Carles Puigdemont in Deutschland verhaftet
Darum gehts: Carles Puigdemont, der ehemalige Regionalpräsident von Katalonien, wurde letzten Sonntag in Deutschland verhaftet. Dies aufgrund eines europäischen Haftbefehls, ausgestellt von Spanien. Laut Madrid habe sich Puigdemont der Aufruhr, der Rebellion sowie der Veruntreuung öffentlicher Gelder schuldig gemacht. Auf Rebellion steht in Spanien eine Haftstrafe von dreissig Jahren. Klar, dass Puigdemonts Anwälte am Mittwoch die Bundesregierung dazu aufriefen, die Auslieferung nach Spanien nicht zu bewilligen.
Warum das wichtig ist: Laut einer repräsentativen Umfrage der «Welt» lehnen rund 51 Prozent der Deutschen die Auslieferung ab, die meisten Gegenstimmen kommen dabei aus dem Lager der Linken und der rechtsextremen AfD. Bei der SPD und den Grünen schwächt sich das negative Ergebnis leicht ab, nur Wählerinnen der CDU scheinen mehrheitlich für die Auslieferung zu sein.
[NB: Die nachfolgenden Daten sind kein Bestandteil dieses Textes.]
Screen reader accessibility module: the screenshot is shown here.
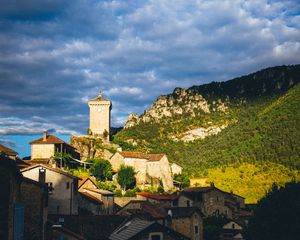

Und auch in der Politik wird darüber gestritten: So hat die Linke – naturgemäss mit scharfer Kritik – bereits Sondersitzungen in zwei Ausschüssen des Bundestags beantragt, um über die Auslieferung zu debattieren. Vor einer politischen Einmischung Deutschlands wird aber von vielen Seiten bereits gewarnt.
Was als Nächstes passiert: Zurzeit befasst sich die deutsche Justiz mit der Frage, ob sie Puigdemont nach Spanien ausliefern soll oder nicht. Die Auslieferung ist zwar sehr wahrscheinlich, aber noch nicht definitiv. Sicher ist bisher nur, dass Puigdemont Ostern im Gefängnis verbringen wird.
Dazu: Puigdemont sitzt zwar im Gefängnis, aber auch der spanische Ministerpräsident Mariano Rajoy ist momentan ein Gefangener. Warum und was die Basken damit zu tun haben, lesen Sie in der Analyse von Diego Torres für «Politico Europe».
Zum Schluss: Ein Freispruch (nur kurz)
Hartnäckigkeit zahlt sich aus. Manchmal jedenfalls. So etwa im Fall eines damals 49-jährigen Italieners, der 2009 beim Diebstahl einer Aubergine erwischt wurde. Trotz der Begründung, er könne es sich nicht leisten, seine Familie zu ernähren, wurde er erst zu 5 Monaten Gefängnis und 500 Euro Busse verurteilt. Die Strafe wurde danach auf 150 Euro und 2 Monate Gefängnis gesenkt, der Mann zog das Urteil trotzdem weiter zum Kassationshof, dem obersten Gericht in Zivil- und Strafsachen. Dieses hob die Strafe mit der Begründung auf, das Motiv, die eigene Familie verzweifelt ernähren zu wollen, sei nicht ganz unberechtigt. Ausserdem kritisierte es die etwa 7000 bis 8000 Euro Gerichtskosten, die durch die Verfolgung eines Auberginendiebstahls verursacht wurden.